E poi capita che venga per lavoro a Pechino anche lei, in un momento in cui ci sono anche io. Guarda con stupore e malinconia a tutto quello che è cambiato, eppure riconosce alcuni luoghi come quelli della sua adolescenza, e mi racconta di quando non c’erano bar dove andare, e lei e i suoi amici rubavano la macchina di un ambasciatore, il padre di uno dei ragazzi, e a 16 anni se ne andavano per la Chang’an Jie senza che nessun poliziotto osasse fermare una targa diplomatica. O quando facevano battaglie con fucili ad acqua in Tian’anmen inzuppando tra le altre cose anche le guardie militari.
Per cena la porto a Houhai, di cui ha un ricordo vago. Ci sediamo al Buddha Bar, e ci portano un menu da una ventina di pagine scritte fitte fitte in caratteri cinesi.
“Non avete un menù in inglese?”
Il proprietario annuisce con tipico stupore cinese, come uno che ha imparato una cosa interessante, e ce ne porta uno, di due pagine.

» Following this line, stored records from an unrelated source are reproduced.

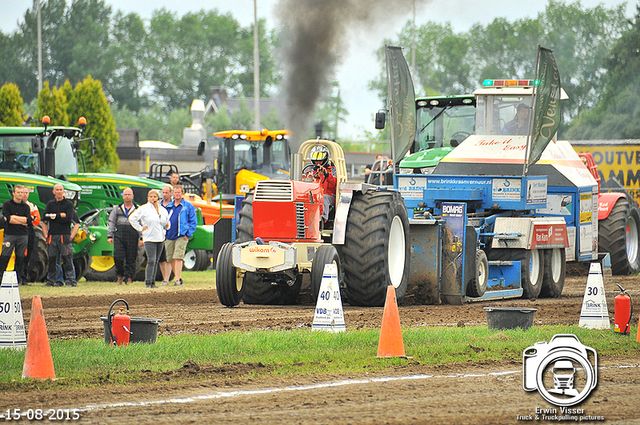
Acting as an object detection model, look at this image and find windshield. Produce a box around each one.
[54,136,78,176]
[416,102,475,150]
[476,95,532,135]
[234,140,289,174]
[0,135,40,174]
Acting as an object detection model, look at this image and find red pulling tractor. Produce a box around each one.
[216,139,410,307]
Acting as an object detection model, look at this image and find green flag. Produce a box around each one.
[528,46,562,165]
[385,46,416,163]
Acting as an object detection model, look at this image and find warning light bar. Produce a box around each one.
[482,80,540,87]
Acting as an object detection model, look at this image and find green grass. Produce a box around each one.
[0,326,640,390]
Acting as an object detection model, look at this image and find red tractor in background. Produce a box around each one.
[216,139,410,307]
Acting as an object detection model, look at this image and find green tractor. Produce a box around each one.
[0,118,213,281]
[400,94,476,174]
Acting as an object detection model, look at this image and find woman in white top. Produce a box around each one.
[129,189,169,288]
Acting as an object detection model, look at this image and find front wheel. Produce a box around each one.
[216,242,244,307]
[598,197,640,275]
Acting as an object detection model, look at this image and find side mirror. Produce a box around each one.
[31,137,44,153]
[376,111,387,130]
[198,139,207,156]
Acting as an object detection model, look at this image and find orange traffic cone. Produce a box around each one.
[378,285,406,357]
[22,296,56,379]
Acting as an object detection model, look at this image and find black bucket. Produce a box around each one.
[484,307,538,331]
[100,316,162,344]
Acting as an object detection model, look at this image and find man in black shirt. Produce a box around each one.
[42,184,80,286]
[0,185,31,285]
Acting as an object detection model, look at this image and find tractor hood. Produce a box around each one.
[434,135,598,187]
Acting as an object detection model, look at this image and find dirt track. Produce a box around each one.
[5,277,640,424]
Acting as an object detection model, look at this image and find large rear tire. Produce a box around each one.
[491,249,544,299]
[540,248,567,298]
[216,242,244,307]
[598,198,640,275]
[311,245,342,302]
[340,190,410,307]
[27,225,49,282]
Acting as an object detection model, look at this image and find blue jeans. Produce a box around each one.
[144,242,164,285]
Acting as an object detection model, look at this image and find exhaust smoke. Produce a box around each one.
[276,0,428,152]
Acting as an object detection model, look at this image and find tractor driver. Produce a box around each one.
[306,145,338,223]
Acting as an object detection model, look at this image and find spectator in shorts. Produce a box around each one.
[164,185,198,286]
[0,185,32,284]
[129,189,169,288]
[107,187,143,285]
[159,184,173,285]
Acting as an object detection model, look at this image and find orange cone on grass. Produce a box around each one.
[378,285,406,357]
[22,296,56,379]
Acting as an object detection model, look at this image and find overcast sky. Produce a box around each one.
[0,0,637,139]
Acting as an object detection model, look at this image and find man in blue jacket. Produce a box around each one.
[164,185,198,286]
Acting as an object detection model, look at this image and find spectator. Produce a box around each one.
[0,185,32,285]
[129,189,169,288]
[160,184,173,285]
[107,187,143,285]
[164,185,198,286]
[42,183,80,286]
[502,103,531,136]
[364,154,382,180]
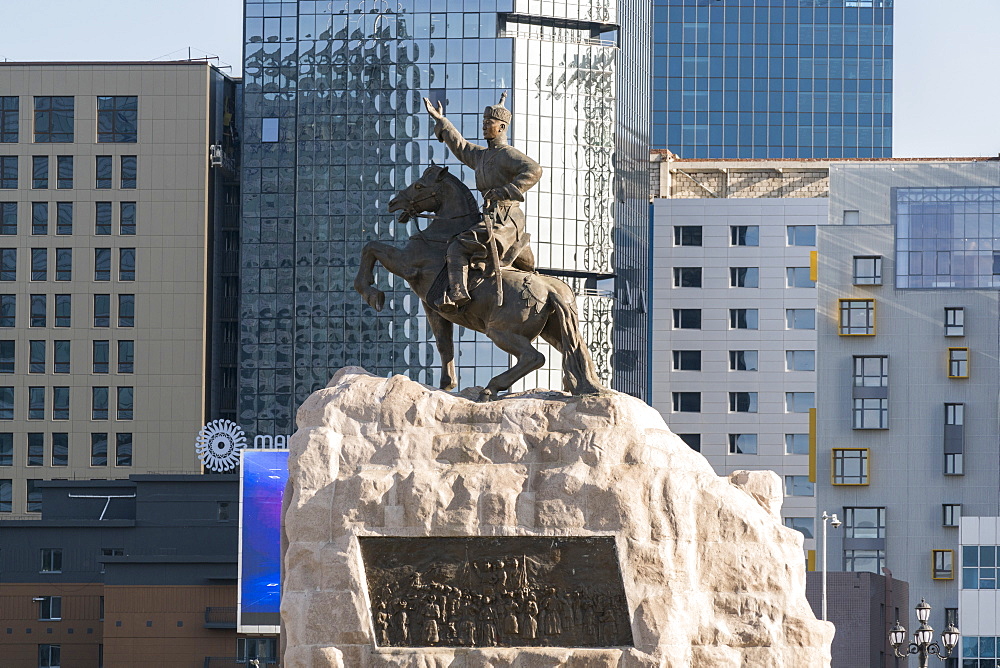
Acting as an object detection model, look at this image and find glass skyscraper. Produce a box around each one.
[652,0,893,158]
[239,0,650,435]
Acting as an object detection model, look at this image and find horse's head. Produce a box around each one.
[389,165,449,223]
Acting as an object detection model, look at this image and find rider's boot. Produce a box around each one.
[436,260,472,313]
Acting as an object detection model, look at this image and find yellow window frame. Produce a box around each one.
[948,347,972,378]
[837,297,878,336]
[931,550,955,580]
[830,448,871,487]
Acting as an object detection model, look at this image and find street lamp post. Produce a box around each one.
[821,510,842,622]
[889,599,959,668]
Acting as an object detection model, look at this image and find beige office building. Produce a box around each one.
[0,61,238,519]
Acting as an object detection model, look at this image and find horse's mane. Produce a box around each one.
[438,166,479,211]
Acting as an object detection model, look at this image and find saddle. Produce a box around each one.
[426,232,535,304]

Lei sceglie prosciutto di Parma e melone, solo per curiosità di sapere se è vero o falso. Il prosciutto è vero, solo che tutto il piatto è abbondantemente condito con olio d’oliva. Un musicista cinese suona la chitarra in un angolo, una canzone rock in cinese. Tutte le rive del lago, un tempo vuote, sono ricoperte di locali, la cui età è indirettamente proporzionale alle dimensioni e alla rumorosità. Pechino è cambiata tanto, tanto sì.